Biden said in May that the United States was ready to use force to defend Taiwan from a Chinese attack, appearing to shed the long-held US ambiguity on whether it would engage militarily, although the White House quickly walked his comments back.
Diplomats say the Biden administration is concerned that a visit by Pelosi -- a member of Biden's Democratic Party -- would be seen by China as part of an orchestrated administration campaign, even though Congress is a co-equal branch of government under the US Constitution with lawmakers free to travel as they please.
Chinese foreign ministry spokesman Zhao Lijian said earlier this week that Congress "is an integral part of the US government."
"If Pelosi visits Taiwan, this would severely violate the One-China principle," he said.
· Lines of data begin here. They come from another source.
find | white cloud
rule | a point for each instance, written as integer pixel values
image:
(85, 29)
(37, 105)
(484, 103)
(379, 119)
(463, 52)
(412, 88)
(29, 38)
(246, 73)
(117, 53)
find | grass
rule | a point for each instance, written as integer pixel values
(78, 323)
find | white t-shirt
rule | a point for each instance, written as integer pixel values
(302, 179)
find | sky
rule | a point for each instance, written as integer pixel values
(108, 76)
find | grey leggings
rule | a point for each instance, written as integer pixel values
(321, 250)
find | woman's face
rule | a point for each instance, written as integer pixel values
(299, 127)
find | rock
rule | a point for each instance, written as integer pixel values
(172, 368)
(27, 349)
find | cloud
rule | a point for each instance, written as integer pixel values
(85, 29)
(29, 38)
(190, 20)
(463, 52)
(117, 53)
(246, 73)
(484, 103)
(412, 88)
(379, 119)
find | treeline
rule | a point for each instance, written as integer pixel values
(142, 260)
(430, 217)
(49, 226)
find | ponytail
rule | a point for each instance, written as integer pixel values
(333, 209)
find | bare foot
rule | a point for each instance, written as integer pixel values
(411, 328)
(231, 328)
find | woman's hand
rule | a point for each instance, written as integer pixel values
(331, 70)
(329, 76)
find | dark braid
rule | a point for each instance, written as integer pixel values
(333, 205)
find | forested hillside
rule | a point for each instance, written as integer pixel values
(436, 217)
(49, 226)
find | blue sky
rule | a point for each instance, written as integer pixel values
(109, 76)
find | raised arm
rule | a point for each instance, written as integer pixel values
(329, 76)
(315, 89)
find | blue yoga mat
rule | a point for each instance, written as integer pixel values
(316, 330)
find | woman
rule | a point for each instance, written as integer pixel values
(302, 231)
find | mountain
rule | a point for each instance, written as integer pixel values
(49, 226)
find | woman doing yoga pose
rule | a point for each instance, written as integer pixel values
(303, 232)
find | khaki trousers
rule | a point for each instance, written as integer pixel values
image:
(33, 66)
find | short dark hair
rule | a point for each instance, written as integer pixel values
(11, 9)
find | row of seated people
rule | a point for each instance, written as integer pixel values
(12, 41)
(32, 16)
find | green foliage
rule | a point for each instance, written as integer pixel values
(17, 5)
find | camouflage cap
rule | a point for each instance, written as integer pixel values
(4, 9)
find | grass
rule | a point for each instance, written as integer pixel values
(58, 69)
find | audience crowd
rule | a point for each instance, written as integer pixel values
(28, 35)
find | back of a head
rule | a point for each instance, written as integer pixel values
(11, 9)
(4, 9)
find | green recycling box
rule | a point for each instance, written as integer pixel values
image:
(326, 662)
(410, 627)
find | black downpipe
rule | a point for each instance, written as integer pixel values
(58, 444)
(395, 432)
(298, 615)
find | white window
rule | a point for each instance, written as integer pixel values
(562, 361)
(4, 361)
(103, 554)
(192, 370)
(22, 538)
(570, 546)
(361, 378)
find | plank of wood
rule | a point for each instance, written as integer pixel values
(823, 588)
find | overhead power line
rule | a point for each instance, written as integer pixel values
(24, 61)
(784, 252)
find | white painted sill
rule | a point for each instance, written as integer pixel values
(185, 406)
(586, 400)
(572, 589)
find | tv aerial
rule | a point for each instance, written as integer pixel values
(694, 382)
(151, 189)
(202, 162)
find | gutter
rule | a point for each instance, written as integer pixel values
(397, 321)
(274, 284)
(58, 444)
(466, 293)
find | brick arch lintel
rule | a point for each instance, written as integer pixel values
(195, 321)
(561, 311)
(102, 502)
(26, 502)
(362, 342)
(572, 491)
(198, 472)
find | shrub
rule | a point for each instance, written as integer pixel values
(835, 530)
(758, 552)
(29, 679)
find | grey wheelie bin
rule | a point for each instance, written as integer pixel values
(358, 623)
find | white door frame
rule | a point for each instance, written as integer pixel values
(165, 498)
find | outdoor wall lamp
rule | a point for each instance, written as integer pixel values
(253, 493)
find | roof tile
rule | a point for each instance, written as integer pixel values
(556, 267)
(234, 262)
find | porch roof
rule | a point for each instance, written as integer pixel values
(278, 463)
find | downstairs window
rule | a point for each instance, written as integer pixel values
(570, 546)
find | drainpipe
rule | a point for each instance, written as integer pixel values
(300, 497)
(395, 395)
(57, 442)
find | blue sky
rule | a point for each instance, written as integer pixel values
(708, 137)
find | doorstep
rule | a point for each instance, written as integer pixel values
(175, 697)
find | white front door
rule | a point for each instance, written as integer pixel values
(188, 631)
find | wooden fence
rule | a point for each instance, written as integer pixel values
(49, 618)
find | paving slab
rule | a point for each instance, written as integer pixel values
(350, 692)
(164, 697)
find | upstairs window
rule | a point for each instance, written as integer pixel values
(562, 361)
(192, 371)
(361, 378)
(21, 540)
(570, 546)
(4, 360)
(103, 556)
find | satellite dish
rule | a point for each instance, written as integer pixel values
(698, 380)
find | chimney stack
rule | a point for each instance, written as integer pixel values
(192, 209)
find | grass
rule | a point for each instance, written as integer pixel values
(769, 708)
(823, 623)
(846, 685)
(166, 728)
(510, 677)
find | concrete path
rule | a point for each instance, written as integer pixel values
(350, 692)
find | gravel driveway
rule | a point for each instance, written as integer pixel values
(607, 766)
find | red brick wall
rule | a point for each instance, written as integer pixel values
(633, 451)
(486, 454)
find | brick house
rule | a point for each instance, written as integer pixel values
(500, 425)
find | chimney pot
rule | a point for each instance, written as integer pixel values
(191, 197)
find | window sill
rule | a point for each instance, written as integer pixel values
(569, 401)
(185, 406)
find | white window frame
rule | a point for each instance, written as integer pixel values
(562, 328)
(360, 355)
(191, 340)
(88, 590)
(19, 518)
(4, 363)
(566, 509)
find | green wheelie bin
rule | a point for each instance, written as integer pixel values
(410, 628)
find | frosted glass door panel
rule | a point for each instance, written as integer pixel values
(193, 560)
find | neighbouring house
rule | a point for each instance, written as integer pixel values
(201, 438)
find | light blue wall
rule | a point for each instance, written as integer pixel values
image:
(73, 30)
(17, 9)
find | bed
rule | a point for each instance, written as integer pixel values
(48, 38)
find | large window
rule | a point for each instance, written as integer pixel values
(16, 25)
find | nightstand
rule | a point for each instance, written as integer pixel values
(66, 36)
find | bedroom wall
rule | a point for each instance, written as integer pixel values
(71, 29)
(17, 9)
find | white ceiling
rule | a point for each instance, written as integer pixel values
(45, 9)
China's ambassador to Washington, Qin Gang, told the Aspen Security Forum on Wednesday that the One-China policy of the US "is under threat," but that Beijing still wanted "peaceful reunification" of Taiwan.
"The United States is hollowing out and blurring up the One-China policy. It is substantially uplifting the official links with Taiwan by sending more officials to the island," he said.
Taiwan has been a rallying cry for conservative Republicans, but enjoys bipartisan support in Washington.
Pelosi has long been an outspoken critic of Beijing's human rights record, in 1991 outraging her hosts by unfurling a banner in Tiananmen Square in memory of pro-democracy demonstrators killed there two years earlier.
Newt Gingrich, then the Republican speaker of the House of Representatives and an outspoken supporter of Taiwan, visited the island in 1997, but China at that time was seen as less capable of invading the island.